Not in a million years! I'm still spinning. I'm waiting to wake up any minute. You stood for many Americans who perhaps thought that they could never make it to where you did on Survivor. What kinds of reactions have you gotten from fans of the show?
The comments I get are, "We're really proud of you," "You're so inspiring." I kind of inspired myself. I basically learned how to survive while I was there. [Before Survivor] I have been my biggest obstacle. I've lived in fear and comfort, and was comfortable eating chips on the couch! You seemed to fly under the radar in terms of making your strategy known. When did it click for you that you needed to develop a strong game plan to succeed?
I started playing the game on the boat to the island. I wasn't in a position to make any power moves for a very long time, but at the same time, I'm still playing. When I was told I would be the next to go, the only thing I had in my mind was to give these people a reason to keep me around. So I worked my butt off! You surprised America with your play. But what surprised you most about Survivor?
I watched every season of Survivor going in, and each year I would download the application but never do anything with it. Watching it from home, it's like, "Well, they're camping. I can do that." The people [on previous seasons] make it look so easy, and when I got there I was like, "What the hell have I gotten myself into?!" What did you learn about yourself doing Survivor?

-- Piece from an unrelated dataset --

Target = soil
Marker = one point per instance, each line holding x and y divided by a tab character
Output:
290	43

There's nothing that's ever going to stop me from going for [my dreams]. I just stopped being afraid and living in self-doubt. There's no stopping me now. I will not waste another day. There's so much out there that I want to do and it's crazy, but I almost feel born again, like a totally different person. I'm so grateful for this opportunity. What's next for you?
I don't know. [Laughs] I literally feel like the sky's the limit and we'll just have to wait and see. I've been working [as a nurse] and Melinda from the show wants me to try to do some motivational speaking with her. I'll give it a try. [At least this time] I'll have a bra on!